In speaking with the nursing care coordinator of the unit, I reamed that many of the nurses on this unit were uncomfortable and inexperienced in caring for grieving parents. Since I had worked at that hospital in a supervisory position in previous years, I had developed collegial relationships with the nursing supervisor and staff. We agreed that I would accompany the nursing care coordinator to the morgue and take responsibility for bathing, dressing, and bringing the baby to her parents if they so wished. I would then spend as much time as needed with the family during the visit. I assumed the responsibility of providing holistic nursing care in this situation. I also accepted the nursing staff’s request to conduct an in-service program on coping with neonatal death.

Healing Through Personal Knowing in Nursing

Personal knowledge in nursing evolves from a nurse’s inner knowledge of self with the symbolic dimension described as an opening to the fullness of the life and a conscious awareness of life experiences. The understanding dimension of personal knowledge involves introspective awareness of the meaning of the patient’s experience based on the nurse’s own personal life experiences. Through the creative dimension of realizing, nurses are able to express an authentic, genuine self in interactions with others. Personal knowledge therefore allows nurses to enter the world of their clients through a deep understanding of their experience and with an intuitive sense of its importance. The critical questions asked by the nurse are “Do I know what to do? Do I do what I know?” (Chine & Jacobs, 1987; Chinn & Kramer, 1991).

The next morning, Jane called me to ask if I would bring them their baby.

Her parents and Jim were on their way to the hospital.
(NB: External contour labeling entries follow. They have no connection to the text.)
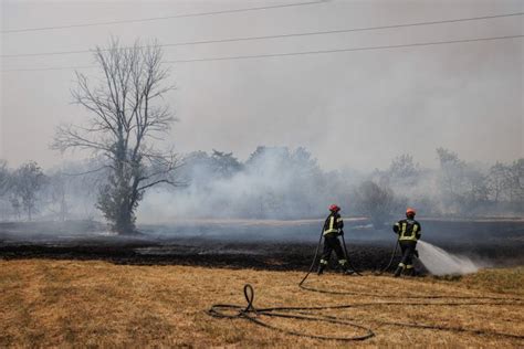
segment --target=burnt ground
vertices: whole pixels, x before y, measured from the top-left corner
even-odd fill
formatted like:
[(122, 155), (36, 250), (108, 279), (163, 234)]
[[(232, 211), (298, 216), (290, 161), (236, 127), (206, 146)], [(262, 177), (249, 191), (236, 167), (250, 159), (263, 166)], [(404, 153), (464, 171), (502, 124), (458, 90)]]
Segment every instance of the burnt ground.
[[(427, 242), (490, 266), (524, 265), (524, 221), (422, 221)], [(0, 258), (102, 260), (134, 265), (306, 271), (318, 242), (318, 222), (185, 222), (143, 225), (117, 236), (101, 223), (0, 223)], [(395, 235), (366, 220), (346, 223), (349, 258), (357, 269), (387, 265)], [(394, 260), (394, 264), (397, 261)], [(333, 261), (335, 265), (335, 261)], [(418, 265), (423, 272), (423, 266)]]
Once again, I asked myself “Do I know what to do?” With knowledge, courage, and conviction, I answered yes.

With the nursing care coordinator, I went to the morgue and cared for the baby. Wrapping her tightly in a pink blanket, and placing a pink-bowed hat on her head, I covered any evidence of the autopsy. I went upstairs by the back elevator, holding this dead baby girl in my arms, realizing how much she felt like the doll I used in Lamaze classes. With a prayer for strength, I brought her to her parents and grandparents. As they took her from my arms, I cried. As a mother myself, I felt their pain and anguish. Yet over the course of three hours, as I came in and out of their room, I saw them begin to accept their baby’s death. Their faces revealed a sense of peace and comfort. They remarked on her beauty as they gently touched her face and stroked her hands. They took turns holding and rocking her, caring for her as if she were alive. With their eyes and hearts filled with love, they named her Mary, a sweet and holy name for “their little angel.”
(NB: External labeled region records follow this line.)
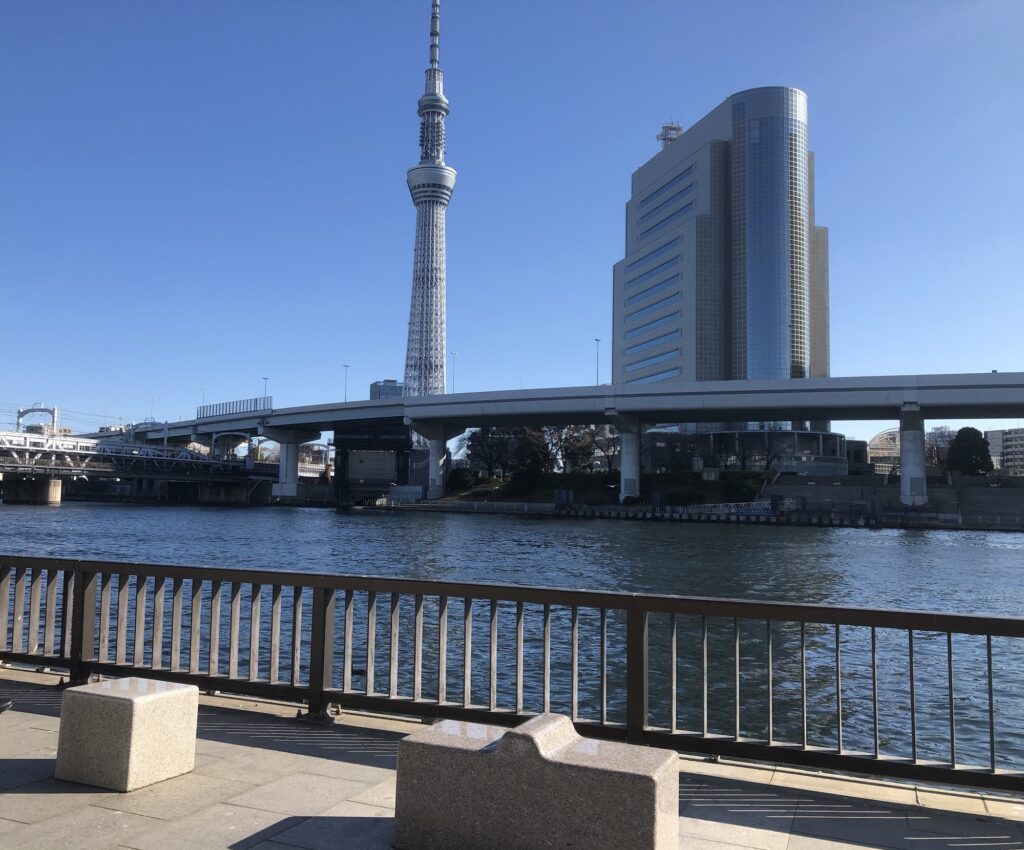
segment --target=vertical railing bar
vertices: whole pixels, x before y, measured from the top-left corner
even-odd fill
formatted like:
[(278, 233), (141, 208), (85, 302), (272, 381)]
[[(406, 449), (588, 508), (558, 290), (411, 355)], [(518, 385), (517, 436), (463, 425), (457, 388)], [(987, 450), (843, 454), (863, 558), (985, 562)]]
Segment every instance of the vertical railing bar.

The greatest sorrow that I have experienced as a nurse was taking this baby from her mother’s arms. All I could leave with them was a lock of her hair, and the blanket in which she was wrapped. This was my gift of love for a couple entrusted to my care. To this day, I cry when I recall that moment.

The symbolism, understanding, and creating dimensions inherent in Carper’s patterns of knowing in nursing were made clear to me through this extraordinary nursing experience. Through years of nursing education and practice, I had acquired the knowledge, values, courage, and strength which enabled me to care for this family. The ways of knowing in nursing had become an integral part of who I was and how I practiced. I resumed home weary but with a sense of fulfillment. I believed that I had made a difference in the lives of this couple and family.